The DEAD/H box RNA helicase 29—DHX29, which has not been previously connected with the Wnt pathway, is a ubiquitously expressed protein associated with the 40S ribosomal subunit [41]. DHX29 is an initiation factor contributing to start codon selection [42], and is required for efficient 48S complex formation on mRNAs with highly structured 5′-UTRs [43]. DHX29 silencing was shown to inhibit cancer cell proliferation [41] and it is significantly overexpressed in non-small cell lung carcinoma (NSCLC) malignancies [44]. However, as DHX29 may harbor different mechanisms of action, and has an important role in initiation codon selection [42], it may also possess anticancer properties. It was suggested that DHX29 carries additional roles beyond translation, such as recognizing double-stranded RNA and specific interaction with melanoma differentiation-associated protein 5 (MDA5) to enhance innate antiviral immunity [45]. Interestingly, other DEAD/H box RNA helicases have also been shown to affect Wnt signaling; DDX3 was shown to be a regulatory subunit of CK1 that regulates canonical Wnt signaling [46, 47], and DDX3 knockdown was recently shown to inhibit AKT activity and Wnt signaling [48]. DHX15 has been shown to mediate Wnt-induced antimicrobial protein expression in specific colonic cells [49]. DDX5 has also been implicated in the regulation of Wnt signaling [50], and our current study suggests that another RNA helicase, DHX29, affects Wnt/β-catenin signaling.

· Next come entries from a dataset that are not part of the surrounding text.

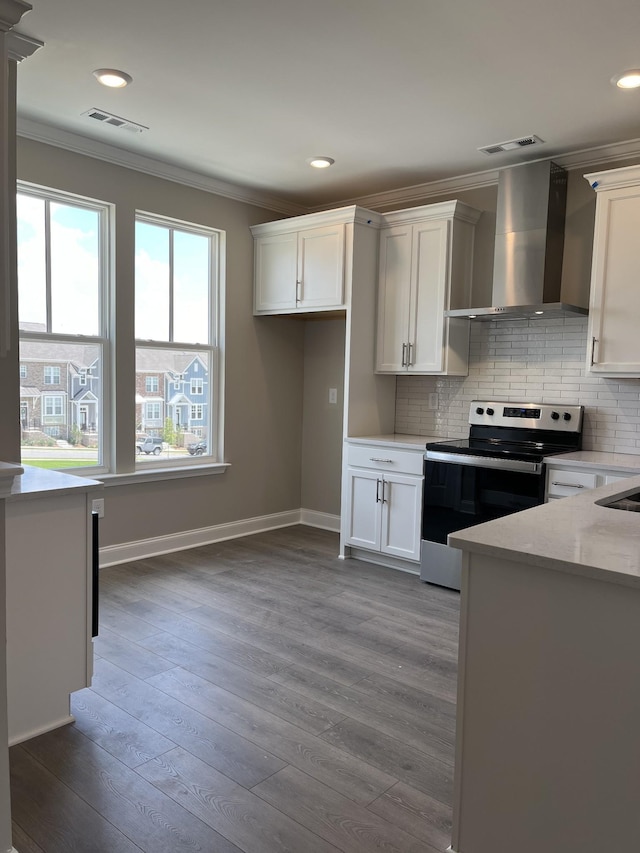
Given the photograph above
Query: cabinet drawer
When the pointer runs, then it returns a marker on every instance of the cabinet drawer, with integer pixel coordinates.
(386, 458)
(561, 483)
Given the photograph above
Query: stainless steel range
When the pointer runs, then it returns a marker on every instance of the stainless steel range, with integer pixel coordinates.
(498, 470)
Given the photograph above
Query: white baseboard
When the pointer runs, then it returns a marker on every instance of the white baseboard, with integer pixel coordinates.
(320, 519)
(42, 730)
(112, 555)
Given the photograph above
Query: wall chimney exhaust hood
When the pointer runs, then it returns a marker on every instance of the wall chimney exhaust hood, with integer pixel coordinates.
(527, 263)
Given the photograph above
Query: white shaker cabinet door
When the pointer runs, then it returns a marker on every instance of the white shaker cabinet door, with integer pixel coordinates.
(401, 516)
(321, 267)
(426, 324)
(614, 343)
(363, 508)
(275, 272)
(394, 298)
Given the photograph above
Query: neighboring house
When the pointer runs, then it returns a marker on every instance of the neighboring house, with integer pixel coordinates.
(58, 389)
(171, 386)
(186, 394)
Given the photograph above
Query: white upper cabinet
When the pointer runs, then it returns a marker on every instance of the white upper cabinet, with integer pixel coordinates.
(614, 342)
(426, 256)
(300, 265)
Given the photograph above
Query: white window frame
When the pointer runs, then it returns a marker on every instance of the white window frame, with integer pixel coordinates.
(214, 348)
(103, 339)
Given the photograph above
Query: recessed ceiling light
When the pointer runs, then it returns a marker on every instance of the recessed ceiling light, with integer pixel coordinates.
(321, 162)
(628, 79)
(112, 78)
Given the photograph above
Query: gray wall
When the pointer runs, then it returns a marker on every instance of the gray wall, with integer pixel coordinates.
(322, 421)
(264, 358)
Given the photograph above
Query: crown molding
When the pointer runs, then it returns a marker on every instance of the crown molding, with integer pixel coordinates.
(40, 132)
(20, 46)
(416, 194)
(585, 158)
(11, 11)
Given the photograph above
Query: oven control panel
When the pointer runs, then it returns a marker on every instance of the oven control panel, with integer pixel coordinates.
(558, 417)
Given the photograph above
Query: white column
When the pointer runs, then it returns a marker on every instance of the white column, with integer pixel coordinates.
(10, 13)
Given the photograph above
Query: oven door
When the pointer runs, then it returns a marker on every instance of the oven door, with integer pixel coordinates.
(460, 491)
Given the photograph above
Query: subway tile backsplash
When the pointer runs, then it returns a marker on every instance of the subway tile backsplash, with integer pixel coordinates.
(531, 360)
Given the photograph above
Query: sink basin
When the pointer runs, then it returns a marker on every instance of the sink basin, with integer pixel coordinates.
(630, 503)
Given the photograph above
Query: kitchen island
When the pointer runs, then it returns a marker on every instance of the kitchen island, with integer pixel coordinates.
(547, 749)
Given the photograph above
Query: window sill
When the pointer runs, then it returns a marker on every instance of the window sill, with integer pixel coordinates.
(153, 475)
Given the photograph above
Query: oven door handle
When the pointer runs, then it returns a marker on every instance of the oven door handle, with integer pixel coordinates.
(484, 461)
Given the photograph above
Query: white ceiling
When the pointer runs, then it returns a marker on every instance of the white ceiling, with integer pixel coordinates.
(398, 92)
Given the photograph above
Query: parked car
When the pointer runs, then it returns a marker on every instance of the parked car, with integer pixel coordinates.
(197, 448)
(149, 445)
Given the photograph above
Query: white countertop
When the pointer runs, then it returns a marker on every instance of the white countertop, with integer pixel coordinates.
(8, 471)
(625, 462)
(406, 442)
(41, 482)
(573, 535)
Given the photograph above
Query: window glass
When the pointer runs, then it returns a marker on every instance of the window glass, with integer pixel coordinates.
(179, 344)
(191, 253)
(152, 282)
(60, 428)
(171, 416)
(32, 268)
(75, 270)
(61, 275)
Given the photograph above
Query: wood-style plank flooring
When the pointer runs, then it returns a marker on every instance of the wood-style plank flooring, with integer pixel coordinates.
(256, 695)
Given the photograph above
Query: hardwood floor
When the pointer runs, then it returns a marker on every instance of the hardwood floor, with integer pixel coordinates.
(257, 695)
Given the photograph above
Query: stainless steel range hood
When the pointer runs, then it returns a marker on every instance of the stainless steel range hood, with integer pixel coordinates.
(527, 264)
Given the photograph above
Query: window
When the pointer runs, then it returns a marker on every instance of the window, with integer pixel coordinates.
(62, 276)
(177, 326)
(53, 407)
(153, 412)
(51, 375)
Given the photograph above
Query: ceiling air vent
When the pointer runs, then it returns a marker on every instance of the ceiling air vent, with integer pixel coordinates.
(115, 121)
(511, 144)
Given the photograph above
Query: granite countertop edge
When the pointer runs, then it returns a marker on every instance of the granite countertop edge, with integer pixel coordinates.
(407, 442)
(575, 535)
(42, 482)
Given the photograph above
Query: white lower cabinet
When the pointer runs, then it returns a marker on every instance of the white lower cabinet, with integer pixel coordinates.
(563, 482)
(383, 501)
(49, 646)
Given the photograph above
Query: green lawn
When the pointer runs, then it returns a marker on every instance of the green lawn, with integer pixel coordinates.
(60, 463)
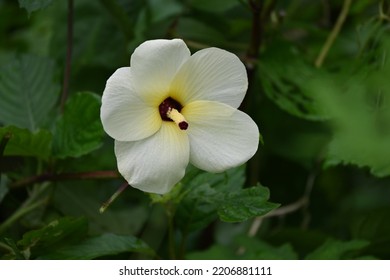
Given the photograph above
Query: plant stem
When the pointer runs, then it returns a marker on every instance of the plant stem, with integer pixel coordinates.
(333, 34)
(113, 197)
(104, 174)
(252, 98)
(68, 60)
(171, 230)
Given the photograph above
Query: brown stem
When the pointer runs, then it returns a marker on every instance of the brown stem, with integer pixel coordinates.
(105, 174)
(68, 61)
(250, 102)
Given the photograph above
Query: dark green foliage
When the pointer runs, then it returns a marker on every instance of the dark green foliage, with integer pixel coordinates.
(325, 158)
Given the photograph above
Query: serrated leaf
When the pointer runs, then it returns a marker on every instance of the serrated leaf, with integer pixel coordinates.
(335, 250)
(79, 130)
(55, 235)
(27, 91)
(205, 191)
(23, 142)
(245, 204)
(34, 5)
(100, 246)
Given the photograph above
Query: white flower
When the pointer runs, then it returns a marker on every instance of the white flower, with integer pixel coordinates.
(170, 109)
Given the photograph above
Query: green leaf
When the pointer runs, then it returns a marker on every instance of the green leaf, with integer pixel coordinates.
(27, 91)
(284, 75)
(215, 252)
(34, 5)
(85, 198)
(193, 29)
(23, 142)
(55, 235)
(215, 6)
(204, 192)
(3, 187)
(335, 250)
(245, 204)
(79, 130)
(254, 249)
(100, 246)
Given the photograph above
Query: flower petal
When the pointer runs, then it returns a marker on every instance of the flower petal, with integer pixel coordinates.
(154, 64)
(211, 74)
(125, 117)
(157, 163)
(221, 137)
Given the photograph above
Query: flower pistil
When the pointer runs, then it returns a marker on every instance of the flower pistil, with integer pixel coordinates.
(170, 111)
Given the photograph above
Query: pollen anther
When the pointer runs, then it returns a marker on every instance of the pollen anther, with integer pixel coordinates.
(178, 118)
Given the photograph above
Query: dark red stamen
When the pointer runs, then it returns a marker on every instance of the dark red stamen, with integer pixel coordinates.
(183, 125)
(166, 105)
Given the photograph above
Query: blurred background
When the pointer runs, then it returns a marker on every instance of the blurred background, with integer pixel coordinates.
(319, 92)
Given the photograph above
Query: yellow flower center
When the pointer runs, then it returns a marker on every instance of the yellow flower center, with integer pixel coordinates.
(170, 111)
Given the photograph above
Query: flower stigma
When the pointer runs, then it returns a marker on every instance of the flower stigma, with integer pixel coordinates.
(170, 111)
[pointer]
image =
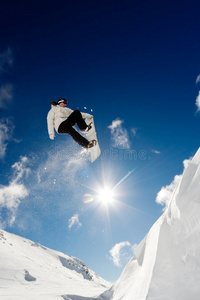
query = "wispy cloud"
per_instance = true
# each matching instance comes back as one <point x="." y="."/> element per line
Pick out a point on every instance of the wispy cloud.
<point x="155" y="151"/>
<point x="121" y="253"/>
<point x="119" y="135"/>
<point x="6" y="95"/>
<point x="12" y="194"/>
<point x="6" y="60"/>
<point x="6" y="132"/>
<point x="74" y="221"/>
<point x="165" y="194"/>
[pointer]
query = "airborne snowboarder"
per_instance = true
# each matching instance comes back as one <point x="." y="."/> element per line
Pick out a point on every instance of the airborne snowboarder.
<point x="62" y="119"/>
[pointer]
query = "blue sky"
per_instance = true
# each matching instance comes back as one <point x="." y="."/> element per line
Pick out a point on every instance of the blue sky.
<point x="135" y="65"/>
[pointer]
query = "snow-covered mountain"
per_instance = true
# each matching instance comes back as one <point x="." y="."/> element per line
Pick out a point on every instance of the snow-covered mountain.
<point x="31" y="271"/>
<point x="166" y="265"/>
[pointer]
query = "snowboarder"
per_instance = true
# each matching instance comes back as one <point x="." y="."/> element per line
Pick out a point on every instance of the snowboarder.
<point x="63" y="119"/>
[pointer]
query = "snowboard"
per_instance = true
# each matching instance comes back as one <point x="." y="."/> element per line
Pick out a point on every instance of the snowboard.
<point x="92" y="135"/>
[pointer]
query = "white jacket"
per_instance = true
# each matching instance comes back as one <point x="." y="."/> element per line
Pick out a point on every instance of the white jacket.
<point x="57" y="115"/>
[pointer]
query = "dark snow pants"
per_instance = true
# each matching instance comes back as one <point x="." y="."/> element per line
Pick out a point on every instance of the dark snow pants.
<point x="67" y="127"/>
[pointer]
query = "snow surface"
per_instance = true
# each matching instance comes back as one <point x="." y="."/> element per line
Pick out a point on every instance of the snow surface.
<point x="31" y="271"/>
<point x="166" y="264"/>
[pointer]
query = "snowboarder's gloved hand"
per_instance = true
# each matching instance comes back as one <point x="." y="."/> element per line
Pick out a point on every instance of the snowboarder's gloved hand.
<point x="51" y="136"/>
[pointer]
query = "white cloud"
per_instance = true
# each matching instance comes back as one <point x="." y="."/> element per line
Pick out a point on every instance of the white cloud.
<point x="6" y="60"/>
<point x="155" y="151"/>
<point x="6" y="132"/>
<point x="133" y="131"/>
<point x="164" y="195"/>
<point x="74" y="221"/>
<point x="6" y="95"/>
<point x="121" y="253"/>
<point x="12" y="194"/>
<point x="119" y="134"/>
<point x="198" y="103"/>
<point x="198" y="79"/>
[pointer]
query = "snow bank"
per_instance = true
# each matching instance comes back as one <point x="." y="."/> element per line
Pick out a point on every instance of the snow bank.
<point x="166" y="265"/>
<point x="31" y="271"/>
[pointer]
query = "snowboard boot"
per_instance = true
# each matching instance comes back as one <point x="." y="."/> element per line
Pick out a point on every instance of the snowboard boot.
<point x="92" y="143"/>
<point x="88" y="127"/>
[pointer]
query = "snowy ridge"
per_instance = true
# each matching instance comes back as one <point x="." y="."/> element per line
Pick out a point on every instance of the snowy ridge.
<point x="166" y="265"/>
<point x="31" y="271"/>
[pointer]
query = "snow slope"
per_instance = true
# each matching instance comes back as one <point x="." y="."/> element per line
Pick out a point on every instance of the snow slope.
<point x="31" y="271"/>
<point x="166" y="265"/>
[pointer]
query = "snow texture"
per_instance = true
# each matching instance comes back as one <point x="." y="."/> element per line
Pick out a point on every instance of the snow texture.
<point x="166" y="264"/>
<point x="31" y="271"/>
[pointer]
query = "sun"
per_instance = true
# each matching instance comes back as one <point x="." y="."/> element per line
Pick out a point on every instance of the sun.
<point x="105" y="195"/>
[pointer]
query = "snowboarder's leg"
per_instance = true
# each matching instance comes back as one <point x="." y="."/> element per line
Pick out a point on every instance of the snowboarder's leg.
<point x="66" y="127"/>
<point x="76" y="118"/>
<point x="78" y="138"/>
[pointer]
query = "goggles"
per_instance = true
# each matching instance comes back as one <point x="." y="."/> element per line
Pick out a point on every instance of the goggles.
<point x="62" y="101"/>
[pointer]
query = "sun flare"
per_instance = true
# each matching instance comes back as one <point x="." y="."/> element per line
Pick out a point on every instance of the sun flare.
<point x="106" y="195"/>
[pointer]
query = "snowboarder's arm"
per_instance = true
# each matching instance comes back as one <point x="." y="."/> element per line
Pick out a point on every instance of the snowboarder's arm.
<point x="50" y="124"/>
<point x="86" y="116"/>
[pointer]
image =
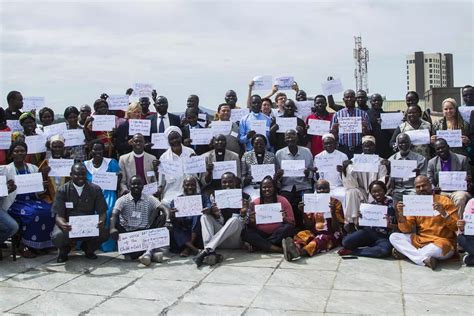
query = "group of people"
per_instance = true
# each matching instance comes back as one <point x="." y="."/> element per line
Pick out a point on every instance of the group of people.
<point x="151" y="177"/>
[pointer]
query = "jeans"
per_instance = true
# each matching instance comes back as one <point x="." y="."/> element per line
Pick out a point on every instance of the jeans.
<point x="8" y="226"/>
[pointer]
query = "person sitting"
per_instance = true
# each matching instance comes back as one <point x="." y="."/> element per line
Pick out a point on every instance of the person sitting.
<point x="222" y="227"/>
<point x="77" y="198"/>
<point x="373" y="241"/>
<point x="425" y="239"/>
<point x="269" y="237"/>
<point x="445" y="160"/>
<point x="321" y="234"/>
<point x="135" y="211"/>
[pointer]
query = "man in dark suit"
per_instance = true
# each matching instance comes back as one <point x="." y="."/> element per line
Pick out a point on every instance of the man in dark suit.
<point x="76" y="198"/>
<point x="161" y="121"/>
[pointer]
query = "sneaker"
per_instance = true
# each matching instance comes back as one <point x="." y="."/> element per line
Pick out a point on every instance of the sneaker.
<point x="145" y="259"/>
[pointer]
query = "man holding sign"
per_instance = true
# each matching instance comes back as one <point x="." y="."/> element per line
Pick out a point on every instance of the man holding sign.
<point x="76" y="198"/>
<point x="425" y="239"/>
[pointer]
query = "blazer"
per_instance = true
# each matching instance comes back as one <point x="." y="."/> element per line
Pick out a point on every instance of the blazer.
<point x="128" y="170"/>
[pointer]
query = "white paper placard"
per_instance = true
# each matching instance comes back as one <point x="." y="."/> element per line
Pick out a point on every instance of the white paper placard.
<point x="390" y="120"/>
<point x="36" y="144"/>
<point x="201" y="136"/>
<point x="350" y="125"/>
<point x="403" y="168"/>
<point x="418" y="205"/>
<point x="262" y="82"/>
<point x="29" y="183"/>
<point x="452" y="180"/>
<point x="159" y="141"/>
<point x="284" y="82"/>
<point x="139" y="127"/>
<point x="5" y="140"/>
<point x="419" y="136"/>
<point x="84" y="226"/>
<point x="230" y="198"/>
<point x="143" y="240"/>
<point x="318" y="127"/>
<point x="317" y="203"/>
<point x="105" y="180"/>
<point x="221" y="128"/>
<point x="190" y="205"/>
<point x="293" y="168"/>
<point x="268" y="213"/>
<point x="286" y="123"/>
<point x="194" y="164"/>
<point x="373" y="215"/>
<point x="118" y="102"/>
<point x="365" y="163"/>
<point x="261" y="171"/>
<point x="221" y="167"/>
<point x="60" y="167"/>
<point x="103" y="123"/>
<point x="332" y="87"/>
<point x="452" y="137"/>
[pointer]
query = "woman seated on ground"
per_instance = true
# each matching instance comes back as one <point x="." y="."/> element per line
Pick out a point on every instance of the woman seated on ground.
<point x="32" y="213"/>
<point x="269" y="237"/>
<point x="373" y="241"/>
<point x="322" y="234"/>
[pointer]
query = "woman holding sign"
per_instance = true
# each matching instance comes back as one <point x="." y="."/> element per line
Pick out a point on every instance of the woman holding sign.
<point x="32" y="213"/>
<point x="271" y="219"/>
<point x="99" y="164"/>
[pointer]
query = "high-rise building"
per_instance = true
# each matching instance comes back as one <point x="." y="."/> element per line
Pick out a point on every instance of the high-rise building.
<point x="426" y="71"/>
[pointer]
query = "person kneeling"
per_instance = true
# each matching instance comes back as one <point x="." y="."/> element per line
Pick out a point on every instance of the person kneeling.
<point x="135" y="211"/>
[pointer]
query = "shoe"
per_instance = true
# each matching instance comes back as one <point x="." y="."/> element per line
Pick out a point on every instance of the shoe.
<point x="145" y="259"/>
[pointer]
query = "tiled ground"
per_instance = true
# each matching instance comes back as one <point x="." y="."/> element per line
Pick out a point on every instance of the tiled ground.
<point x="245" y="284"/>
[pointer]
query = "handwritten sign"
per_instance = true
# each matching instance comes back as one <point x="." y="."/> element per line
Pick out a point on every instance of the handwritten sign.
<point x="194" y="164"/>
<point x="190" y="205"/>
<point x="373" y="215"/>
<point x="284" y="82"/>
<point x="221" y="127"/>
<point x="262" y="82"/>
<point x="261" y="171"/>
<point x="419" y="136"/>
<point x="390" y="120"/>
<point x="201" y="136"/>
<point x="60" y="167"/>
<point x="365" y="163"/>
<point x="29" y="183"/>
<point x="221" y="167"/>
<point x="105" y="180"/>
<point x="32" y="103"/>
<point x="36" y="144"/>
<point x="452" y="180"/>
<point x="293" y="168"/>
<point x="103" y="123"/>
<point x="139" y="127"/>
<point x="286" y="123"/>
<point x="84" y="226"/>
<point x="159" y="141"/>
<point x="418" y="205"/>
<point x="350" y="125"/>
<point x="403" y="168"/>
<point x="332" y="87"/>
<point x="268" y="213"/>
<point x="5" y="140"/>
<point x="318" y="127"/>
<point x="143" y="240"/>
<point x="74" y="137"/>
<point x="317" y="203"/>
<point x="230" y="198"/>
<point x="118" y="102"/>
<point x="452" y="137"/>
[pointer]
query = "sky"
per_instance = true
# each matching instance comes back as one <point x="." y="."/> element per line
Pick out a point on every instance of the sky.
<point x="71" y="51"/>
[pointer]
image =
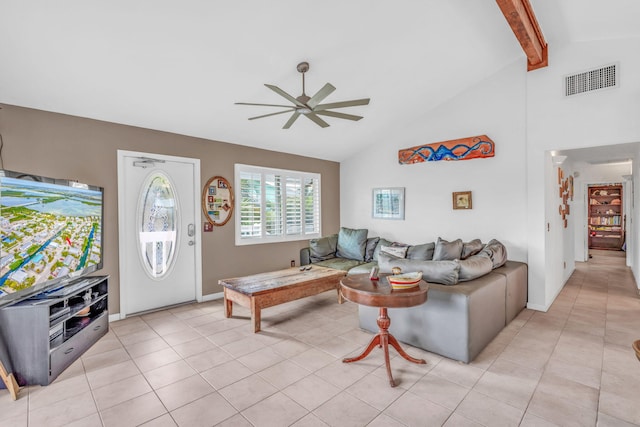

Translational control plays an important role in cell growth and tumorigenesis and is tightly regulated during development. Here we demonstrate that DHX29 mRNA levels are reduced in adenomas obtained from FAP patients. However, a previous study has shown that DHX29 is overexpressed in various types of cancers, including glioblastoma multiforme, metastatic melanoma, ovarian endometrioid carcinoma and ovarian serous adenocarcinoma [41]. This discrepancy may be explained by the stage of malignancy of the different samples. It is possible that DHX29 is involved in the translational initiation of different sets of genes in different stages of cancer development. It is further demonstrated that DHX29 promotes tumorigenesis in some experimental setups. However, targeting DHX29 in order to suppress cancer cell growth in a clinical setup may prove difficult due to the complexity of its function during cancer development and progression.
Our genome-wide screen has identified a number of putative canonical Wnt signaling inhibitors. Future studies are needed to reveal the exact mechanisms and roles of these candidates in regulating the Wnt pathway and the way that they could be harnessed, in the future, to combat Wnt signaling-related disorders.
Materials and methods
Cell culture and transfections
HEK293, L (ATCC CRL-2648), L Wnt-3A (ATCC CRL-2647), and L-WRN cells (ATCC CRL-3276) were grown in Dulbecco’s modified Eagle’s medium (DMEM, Biological Industries) supplemented with 10% fetal bovine serum (GIBCO) and 1% penicillin-streptomycin (Biological Industries). L Wnt-3A cells were grown in presence of G418 (0.4 mg/mL, EMD Millipore). L-WRN cells were grown in the presence of 0.5 mg/mL G418 and 0.5 mg/mL Hygromycin B (Invivogen). Conditioned medium was prepared from L, L Wnt-3A, and L-WRN cell lines according to product specifications.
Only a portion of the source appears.